税金の計算でミスをした税理士は、顧客から損害賠償を求めて訴えられることがあります。いくら税金に長年関わってきた税理士であってもミスを絶対にしないとは言い切れないものなので、多くの税理士は万が一に備えて「税理士職業賠償責任保険(税賠保険)」という保険に加入しています。この税賠保険を取り扱う保険会社からは毎年、「去年はこんな失敗事例がありました」という報告を受けるのですが、いつものように出てくる失敗が、「消費税の原則課税にするのか、それとも簡易課税を選ぶのか」という選択の際のミスです。
今回は社長が説明を受けることなく提出された簡易課税の届出の有効性について争われた事例(平成29年3月8日裁決)を紹介します。この裁決は、税理士ではない人に税務申告書の作成を任せていたことで納税者が受けた損害に関する事例でもあります。
税理士資格ない人に 申告書作成を依頼
飲食店を営むAさんは事務作業を母親に一任していました。母親は、Aさんが顧問契約を結んでいた税理士事務所の担当者Bさんが退職したにもかかわらず、なじみがある担当者が良いと考えたのか、税理士事務所との契約は継続したままBさんに引き続き税務処理を依頼していました。Bさんはその依頼に応じ、Aさんの消費税について「簡易課税制度選択届出書」を作成して提出しました。
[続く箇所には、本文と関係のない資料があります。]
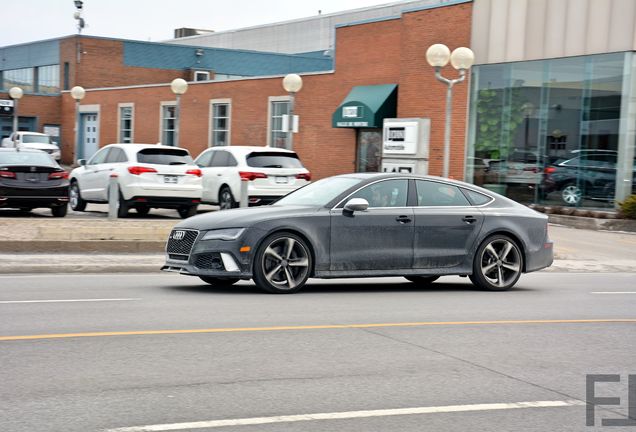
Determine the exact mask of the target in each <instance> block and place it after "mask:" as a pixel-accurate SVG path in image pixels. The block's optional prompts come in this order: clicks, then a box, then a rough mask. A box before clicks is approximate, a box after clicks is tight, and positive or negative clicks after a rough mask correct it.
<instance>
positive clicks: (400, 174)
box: [162, 173, 553, 293]
mask: <svg viewBox="0 0 636 432" xmlns="http://www.w3.org/2000/svg"><path fill="white" fill-rule="evenodd" d="M552 246H553V244H552V241H550V239H549V238H548V218H547V216H545V215H543V214H540V213H537V212H535V211H534V210H531V209H529V208H527V207H525V206H523V205H521V204H518V203H516V202H514V201H512V200H510V199H508V198H505V197H503V196H501V195H498V194H496V193H493V192H491V191H489V190H486V189H482V188H480V187H478V186H474V185H471V184H468V183H463V182H459V181H453V180H448V179H444V178H440V177H432V176H415V175H409V174H377V173H376V174H368V173H364V174H348V175H340V176H335V177H329V178H325V179H322V180H319V181H316V182H314V183H311V184H309V185H307V186H305V187H303V188H301V189H298V190H296V191H294V192H292V193H290V194H289V195H287V196H285V197H283V198H282V199H280V200H279V201H277V202H275V203H274V204H273V205H270V206H265V207H252V208H239V209H232V210H229V211H222V212H214V213H207V214H202V215H198V216H194V217H191V218H188V219H186V220H184V221H182V222H181V223H179V224H178V225H176V226H175V228H174V229H173V230H172V232H171V233H170V236H169V238H168V243H167V245H166V253H167V259H166V263H165V265H164V266H163V267H162V270H164V271H170V272H178V273H181V274H185V275H192V276H198V277H200V278H201V279H202V280H203V281H205V282H207V283H209V284H212V285H230V284H233V283H235V282H237V281H238V280H240V279H253V280H254V282H255V283H256V285H257V286H258V287H259V288H261V289H263V290H265V291H267V292H271V293H293V292H296V291H298V290H299V289H301V288H302V287H303V285H305V283H306V282H307V279H308V278H310V277H313V278H343V277H379V276H403V277H405V278H406V279H408V280H409V281H412V282H414V283H416V284H419V285H426V284H430V283H431V282H433V281H435V280H436V279H438V278H439V277H440V276H445V275H460V276H468V277H470V280H471V281H472V282H473V284H475V285H476V286H477V287H479V288H482V289H486V290H493V291H503V290H507V289H509V288H511V287H512V286H513V285H514V284H515V283H516V282H517V280H518V279H519V276H520V275H521V273H528V272H532V271H536V270H540V269H543V268H545V267H548V266H550V265H551V264H552V260H553V247H552Z"/></svg>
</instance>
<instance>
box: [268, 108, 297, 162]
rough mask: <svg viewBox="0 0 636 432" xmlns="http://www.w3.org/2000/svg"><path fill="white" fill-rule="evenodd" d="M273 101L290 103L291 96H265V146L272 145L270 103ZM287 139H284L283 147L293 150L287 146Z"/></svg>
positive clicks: (271, 109)
mask: <svg viewBox="0 0 636 432" xmlns="http://www.w3.org/2000/svg"><path fill="white" fill-rule="evenodd" d="M273 102H287V103H291V97H289V96H270V97H268V98H267V146H268V147H271V146H272V105H273ZM288 144H289V143H288V142H287V139H285V148H286V149H288V150H293V149H290V148H288Z"/></svg>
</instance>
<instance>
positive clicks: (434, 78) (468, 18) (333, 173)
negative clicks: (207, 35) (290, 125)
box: [63, 3, 472, 178]
mask: <svg viewBox="0 0 636 432" xmlns="http://www.w3.org/2000/svg"><path fill="white" fill-rule="evenodd" d="M471 7H472V6H471V4H470V3H466V4H460V5H455V6H447V7H441V8H435V9H427V10H422V11H417V12H410V13H406V14H404V15H403V16H402V18H401V19H392V20H385V21H379V22H375V23H368V24H362V25H354V26H348V27H341V28H338V29H337V33H336V50H335V55H336V67H335V72H334V73H325V74H317V75H305V76H303V88H302V90H301V91H300V92H299V93H298V94H297V96H296V107H295V113H296V114H299V115H300V119H301V120H300V131H299V133H298V134H297V135H296V136H295V137H294V150H296V151H297V152H298V153H299V155H300V157H301V159H302V160H303V162H304V163H305V165H306V166H307V167H308V168H309V169H310V170H311V171H312V173H313V174H314V178H322V177H326V176H330V175H335V174H341V173H346V172H352V171H353V170H354V169H355V158H356V131H355V129H348V128H332V127H331V117H332V114H333V112H334V111H335V110H336V108H337V107H338V105H339V104H340V102H341V101H342V100H343V99H344V97H345V96H346V95H347V93H348V92H349V91H350V90H351V87H352V86H355V85H373V84H388V83H396V84H398V85H399V93H398V116H399V117H428V118H431V152H430V154H431V161H430V169H429V171H430V173H431V174H434V175H438V174H441V170H442V148H443V139H444V112H445V111H444V110H445V105H444V104H445V91H446V87H445V86H444V85H443V84H442V83H439V82H438V81H436V80H435V77H434V73H433V69H432V68H431V67H430V66H428V64H427V63H426V59H425V52H426V49H427V48H428V46H430V45H431V44H433V43H445V44H446V45H448V46H449V47H450V48H451V49H454V48H456V47H458V46H469V43H470V20H471ZM114 45H116V44H114ZM114 45H112V46H111V45H109V44H104V46H103V47H102V48H103V49H104V50H113V53H115V52H116V47H115V46H114ZM87 49H88V48H87ZM88 52H89V53H90V52H91V50H88ZM112 55H113V56H115V57H116V54H112ZM87 56H89V54H87ZM82 67H87V66H85V65H82ZM113 69H114V70H115V71H117V65H116V64H114V65H110V66H109V67H108V68H104V70H106V71H108V73H112V71H113ZM96 73H97V72H96ZM444 74H445V75H448V76H455V75H456V71H454V70H452V68H445V70H444ZM172 78H174V76H171V77H166V78H165V79H164V82H169V81H171V79H172ZM100 79H106V78H105V77H102V78H100ZM146 82H150V81H146ZM281 82H282V79H281V78H266V79H251V80H240V81H228V82H216V83H197V84H191V85H190V88H189V89H188V92H187V93H186V94H185V95H184V96H183V97H182V105H181V116H182V117H181V118H182V122H181V137H180V141H181V145H182V146H183V147H186V148H188V149H189V150H190V151H191V153H192V154H193V155H195V156H196V155H198V154H199V153H200V152H201V151H202V150H203V149H205V148H206V147H207V145H208V140H209V116H210V111H209V101H210V99H222V98H228V99H231V100H232V120H231V137H232V138H231V139H232V144H233V145H265V144H266V142H267V126H268V118H267V114H268V110H267V108H268V97H269V96H284V95H285V94H286V93H285V91H284V90H283V88H282V85H281ZM113 85H115V84H113ZM103 86H104V85H103V84H100V85H99V87H103ZM467 92H468V82H465V83H462V84H459V85H457V86H456V87H455V90H454V103H453V124H452V143H453V146H452V152H451V175H452V176H453V177H455V178H462V177H463V162H464V141H465V129H466V108H467V94H468V93H467ZM173 100H174V95H173V94H172V92H171V91H170V88H169V86H168V85H164V86H156V87H155V86H151V87H143V88H134V89H118V90H103V91H101V90H100V91H88V92H87V95H86V98H85V99H84V100H83V101H82V104H98V105H100V116H101V118H100V144H101V145H105V144H108V143H112V142H116V141H117V139H118V138H117V129H118V128H117V104H118V103H121V102H132V103H134V104H135V118H134V125H135V128H134V139H135V141H136V142H149V143H155V142H157V141H158V140H159V139H160V136H159V130H160V125H159V121H160V104H161V101H173ZM73 112H74V111H73V101H72V99H71V98H70V96H69V95H65V96H64V106H63V113H64V119H65V122H66V124H73V120H72V119H73ZM64 132H65V139H64V140H63V141H64V142H69V143H72V142H73V140H72V127H71V128H68V127H66V128H64ZM68 134H71V136H70V137H68V136H66V135H68ZM68 138H71V139H68ZM66 154H69V153H68V152H66Z"/></svg>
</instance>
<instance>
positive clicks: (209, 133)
mask: <svg viewBox="0 0 636 432" xmlns="http://www.w3.org/2000/svg"><path fill="white" fill-rule="evenodd" d="M220 104H226V105H227V106H228V107H227V130H226V132H227V145H228V146H230V145H232V99H210V113H209V115H208V119H209V127H208V147H222V146H215V145H214V105H220Z"/></svg>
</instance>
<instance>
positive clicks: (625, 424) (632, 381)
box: [585, 374, 636, 426]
Bさんは税理士資格を持っていませんでした。資格がない人は単独で税務申告書の作成代理をすることができません。Bさんが税理士事務所に勤めていた時期は所長税理士の責任の下で作成・提出していたので法的な問題はなかったのですが、退職後は所長の監督責任の下にあったとはいえないので、ニセ税理士行為となります。
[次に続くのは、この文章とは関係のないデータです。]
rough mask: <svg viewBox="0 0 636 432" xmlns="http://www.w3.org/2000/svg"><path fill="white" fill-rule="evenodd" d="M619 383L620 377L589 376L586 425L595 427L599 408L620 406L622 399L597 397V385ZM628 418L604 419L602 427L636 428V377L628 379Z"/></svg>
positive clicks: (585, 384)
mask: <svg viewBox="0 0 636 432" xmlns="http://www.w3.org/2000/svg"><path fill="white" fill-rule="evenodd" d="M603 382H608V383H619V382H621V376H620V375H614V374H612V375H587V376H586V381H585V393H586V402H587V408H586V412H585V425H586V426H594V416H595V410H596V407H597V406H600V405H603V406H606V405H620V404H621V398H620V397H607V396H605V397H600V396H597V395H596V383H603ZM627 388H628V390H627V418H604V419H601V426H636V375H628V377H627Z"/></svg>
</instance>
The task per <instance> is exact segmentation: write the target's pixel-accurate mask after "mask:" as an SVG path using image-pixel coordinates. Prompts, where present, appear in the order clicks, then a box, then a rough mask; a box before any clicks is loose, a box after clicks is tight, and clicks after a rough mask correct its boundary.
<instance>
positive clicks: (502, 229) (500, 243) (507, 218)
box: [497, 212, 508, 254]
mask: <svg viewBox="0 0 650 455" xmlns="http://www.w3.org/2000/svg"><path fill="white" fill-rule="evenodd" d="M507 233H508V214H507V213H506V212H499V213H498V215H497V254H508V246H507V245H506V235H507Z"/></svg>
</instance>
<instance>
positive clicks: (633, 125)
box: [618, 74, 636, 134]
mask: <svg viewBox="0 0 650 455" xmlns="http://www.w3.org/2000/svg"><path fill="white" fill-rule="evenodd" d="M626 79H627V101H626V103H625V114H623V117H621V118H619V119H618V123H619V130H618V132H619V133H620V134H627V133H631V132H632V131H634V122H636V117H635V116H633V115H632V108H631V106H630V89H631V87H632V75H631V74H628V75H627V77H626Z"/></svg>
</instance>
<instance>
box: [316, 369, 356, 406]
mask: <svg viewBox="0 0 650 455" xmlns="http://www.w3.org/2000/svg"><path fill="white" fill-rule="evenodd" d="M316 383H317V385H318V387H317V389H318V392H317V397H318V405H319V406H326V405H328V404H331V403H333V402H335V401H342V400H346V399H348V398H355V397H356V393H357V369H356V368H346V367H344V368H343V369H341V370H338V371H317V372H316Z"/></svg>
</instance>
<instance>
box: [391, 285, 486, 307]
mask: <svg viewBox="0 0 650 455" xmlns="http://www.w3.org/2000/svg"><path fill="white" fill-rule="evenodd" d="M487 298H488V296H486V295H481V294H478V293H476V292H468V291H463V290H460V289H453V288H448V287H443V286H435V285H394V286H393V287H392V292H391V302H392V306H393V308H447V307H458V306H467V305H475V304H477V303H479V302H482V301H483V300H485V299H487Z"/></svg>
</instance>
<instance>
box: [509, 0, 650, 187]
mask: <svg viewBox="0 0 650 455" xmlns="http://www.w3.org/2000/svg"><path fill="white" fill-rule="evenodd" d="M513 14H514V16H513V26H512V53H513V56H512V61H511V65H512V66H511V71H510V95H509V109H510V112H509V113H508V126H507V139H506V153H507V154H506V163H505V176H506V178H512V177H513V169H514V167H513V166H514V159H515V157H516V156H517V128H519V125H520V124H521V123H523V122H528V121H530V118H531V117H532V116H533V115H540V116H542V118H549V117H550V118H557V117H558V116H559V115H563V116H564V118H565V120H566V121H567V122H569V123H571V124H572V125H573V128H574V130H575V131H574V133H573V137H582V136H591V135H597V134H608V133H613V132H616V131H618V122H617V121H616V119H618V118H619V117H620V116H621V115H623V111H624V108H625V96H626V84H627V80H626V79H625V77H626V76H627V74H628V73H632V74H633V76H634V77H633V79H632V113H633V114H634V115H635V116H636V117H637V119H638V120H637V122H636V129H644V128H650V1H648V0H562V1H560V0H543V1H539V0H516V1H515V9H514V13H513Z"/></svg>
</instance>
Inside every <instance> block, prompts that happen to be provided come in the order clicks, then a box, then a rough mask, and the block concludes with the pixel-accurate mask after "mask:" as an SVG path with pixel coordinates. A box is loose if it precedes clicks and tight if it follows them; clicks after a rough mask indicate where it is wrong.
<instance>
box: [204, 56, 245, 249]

しかし、Bさんの作成した申告書には、過去に勤務していた税理士事務所の所長が署名・押印をしていたため、税務署はニセ税理士が作成した申告書とは気づかず、書類を受け付けていました。
なにもトラブルがなければそのままニセ税理士行為は続いたのかもしれませんが、Aさんの消費税の計算上、簡易課税の方が不利な結果となったため大きな問題となりました。
Aさんは自分の知らないところで無資格者によって「簡易課税制度選択届出書」が作成され、自分はその提出に関してなにも説明を受けていないとして、届出書は無効であるとしました。
しかし税務署は、実際に税理士の署名がある届出書は有効なものであり、税理士から説明を受けていなくてもその責任はAさんが負うべきとしました。
国税不服審判所も同様の判断で、Aさんの主張を一蹴し、簡易課税が選択されたものとして取り扱うことが妥当としました。
書類自体が税理士の署名とともに提出されている以上、提出したことをなかったことにするのは難しいと考えた方が良いようです。
【教訓】
会計事務所と中小企業の関係は様々なので一概には言えませんが、お互いの担当者同士だけで打ち合わせをして、税理士や社長はその場に顔を出さないケースは多いようです。しかし、重要な事項については税理士が、社長に直接説明するということを怠ってはいけないと思っています。
今回の事例では、母親がBさんのことを税理士だと誤解していたそうです。資格のない人が税理士を装って申告書作成業務を行うことは税理士業界としても問題となっています。会社側も相手の資格の有無を一度確認していただきたいと思います。